Implement global download delay, Redis-based concurrency, cleanup utils, update pipelines

2 weeks ago · 788572e1fa
parent f27b33a882
commit 788572e1fa
9 changed files with 281 additions and 115 deletions
--- a/bookscraper/scraper/download_controller.py
+++ b/bookscraper/scraper/download_controller.py
@ -24,11 +24,14 @@ class DownloadController:
        self.book_base = os.path.join(root, self.title)
        os.makedirs(self.book_base, exist_ok=True)

-        # constant metadata for all chapters
+        # ------------------------------------------
+        # FIXED: meta now includes book_url
+        # ------------------------------------------
        self.meta = {
            "title": self.scrape_result.get("title"),
            "author": self.scrape_result.get("author"),
            "description": self.scrape_result.get("description"),
+            "book_url": self.scrape_result.get("book_url"),
        }

    def get_volume_path(self, chapter_num: int) -> str:
@ -51,20 +54,17 @@ class DownloadController:
            chapter_num = ch["num"]
            chapter_url = ch["url"]

-            # compute volume directory
            vol_path = self.get_volume_path(chapter_num)

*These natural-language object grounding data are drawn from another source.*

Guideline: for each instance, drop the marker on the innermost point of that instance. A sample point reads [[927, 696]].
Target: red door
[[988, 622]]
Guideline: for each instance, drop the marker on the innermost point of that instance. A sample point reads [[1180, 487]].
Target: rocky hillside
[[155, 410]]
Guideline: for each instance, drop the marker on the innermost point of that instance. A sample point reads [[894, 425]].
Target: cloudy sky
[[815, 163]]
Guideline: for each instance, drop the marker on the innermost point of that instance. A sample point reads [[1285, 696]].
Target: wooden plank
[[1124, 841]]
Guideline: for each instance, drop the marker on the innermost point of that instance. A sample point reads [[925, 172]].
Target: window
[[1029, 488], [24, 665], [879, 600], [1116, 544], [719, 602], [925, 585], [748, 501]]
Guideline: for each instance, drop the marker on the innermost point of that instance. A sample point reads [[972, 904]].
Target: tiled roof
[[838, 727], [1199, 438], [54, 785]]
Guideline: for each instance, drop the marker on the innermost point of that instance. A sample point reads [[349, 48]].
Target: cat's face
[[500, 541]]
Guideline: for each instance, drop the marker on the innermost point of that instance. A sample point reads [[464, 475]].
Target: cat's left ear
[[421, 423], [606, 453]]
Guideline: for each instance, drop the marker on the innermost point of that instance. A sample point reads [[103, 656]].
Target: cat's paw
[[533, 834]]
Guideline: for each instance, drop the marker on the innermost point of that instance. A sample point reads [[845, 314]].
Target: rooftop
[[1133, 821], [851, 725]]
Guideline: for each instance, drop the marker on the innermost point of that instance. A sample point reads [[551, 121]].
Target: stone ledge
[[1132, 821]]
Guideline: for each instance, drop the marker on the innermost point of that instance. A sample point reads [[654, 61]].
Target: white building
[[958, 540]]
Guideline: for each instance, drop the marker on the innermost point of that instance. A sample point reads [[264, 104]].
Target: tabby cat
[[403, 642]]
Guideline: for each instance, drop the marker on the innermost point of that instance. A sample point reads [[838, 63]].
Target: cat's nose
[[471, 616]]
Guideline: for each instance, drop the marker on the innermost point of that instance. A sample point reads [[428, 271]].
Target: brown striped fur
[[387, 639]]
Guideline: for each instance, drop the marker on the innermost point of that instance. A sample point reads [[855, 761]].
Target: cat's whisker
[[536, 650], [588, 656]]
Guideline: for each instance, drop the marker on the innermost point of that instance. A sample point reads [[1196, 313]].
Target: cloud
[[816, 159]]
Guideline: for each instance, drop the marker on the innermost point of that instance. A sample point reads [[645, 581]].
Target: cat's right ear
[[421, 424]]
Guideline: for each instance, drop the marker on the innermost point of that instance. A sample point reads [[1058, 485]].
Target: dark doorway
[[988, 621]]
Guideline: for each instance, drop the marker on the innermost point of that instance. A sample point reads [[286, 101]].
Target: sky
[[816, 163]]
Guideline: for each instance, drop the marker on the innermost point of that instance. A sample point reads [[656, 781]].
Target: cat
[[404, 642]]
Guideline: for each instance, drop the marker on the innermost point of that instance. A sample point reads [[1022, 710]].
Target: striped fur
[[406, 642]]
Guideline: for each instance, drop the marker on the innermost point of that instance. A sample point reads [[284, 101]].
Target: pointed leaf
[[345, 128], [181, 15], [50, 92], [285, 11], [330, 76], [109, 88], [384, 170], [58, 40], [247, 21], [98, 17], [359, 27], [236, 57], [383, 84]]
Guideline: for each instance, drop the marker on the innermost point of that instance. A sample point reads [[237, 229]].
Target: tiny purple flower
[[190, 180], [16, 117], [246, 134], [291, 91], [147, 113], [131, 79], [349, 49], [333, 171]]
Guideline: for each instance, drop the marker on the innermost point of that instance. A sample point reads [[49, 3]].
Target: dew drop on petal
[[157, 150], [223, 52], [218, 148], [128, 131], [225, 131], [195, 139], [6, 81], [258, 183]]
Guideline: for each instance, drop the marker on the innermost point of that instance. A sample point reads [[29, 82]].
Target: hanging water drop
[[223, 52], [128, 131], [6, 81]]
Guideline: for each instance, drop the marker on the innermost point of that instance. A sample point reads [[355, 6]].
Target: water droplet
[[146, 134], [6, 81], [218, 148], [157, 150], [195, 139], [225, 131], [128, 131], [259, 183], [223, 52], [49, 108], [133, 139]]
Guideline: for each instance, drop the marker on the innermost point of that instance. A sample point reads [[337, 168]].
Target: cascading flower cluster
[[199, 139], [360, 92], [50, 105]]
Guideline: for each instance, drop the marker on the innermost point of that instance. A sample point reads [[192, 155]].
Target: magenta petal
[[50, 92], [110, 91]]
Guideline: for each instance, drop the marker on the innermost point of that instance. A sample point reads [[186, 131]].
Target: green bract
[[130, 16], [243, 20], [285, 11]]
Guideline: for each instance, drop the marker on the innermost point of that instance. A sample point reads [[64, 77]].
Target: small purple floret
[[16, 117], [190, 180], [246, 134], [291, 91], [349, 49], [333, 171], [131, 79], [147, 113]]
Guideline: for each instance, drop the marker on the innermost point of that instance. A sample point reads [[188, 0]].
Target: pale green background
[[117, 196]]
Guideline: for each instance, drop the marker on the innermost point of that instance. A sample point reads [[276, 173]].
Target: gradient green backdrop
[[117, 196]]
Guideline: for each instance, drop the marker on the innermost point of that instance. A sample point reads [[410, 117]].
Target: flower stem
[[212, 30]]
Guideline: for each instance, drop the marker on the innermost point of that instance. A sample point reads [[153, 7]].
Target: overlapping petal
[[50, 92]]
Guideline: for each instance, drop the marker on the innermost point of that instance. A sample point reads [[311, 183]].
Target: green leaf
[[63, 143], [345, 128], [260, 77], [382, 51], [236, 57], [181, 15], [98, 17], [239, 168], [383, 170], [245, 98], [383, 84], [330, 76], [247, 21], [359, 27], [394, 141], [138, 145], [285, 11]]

-            # build the pipeline for this chapter
            tasks.append(
                build_chapter_pipeline(
                    chapter_num,
                    chapter_url,
-                    vol_path,  # ✔ correct volume path!!
-                    self.meta,  # ✔ pass metadata once
+                    vol_path,
+                    self.meta,
                )
            )

-        # parallel processing
        job_group = group(tasks)
        async_result = job_group.apply_async()

--- a/bookscraper/scraper/tasks/download_tasks.py
+++ b/bookscraper/scraper/tasks/download_tasks.py
@ -2,15 +2,150 @@
 from celery_app import celery_app
 from logbus.publisher import log
 import requests
+import os
+import time
+import redis
+from scraper.utils import get_save_path

 print(">>> [IMPORT] download_tasks.py loaded")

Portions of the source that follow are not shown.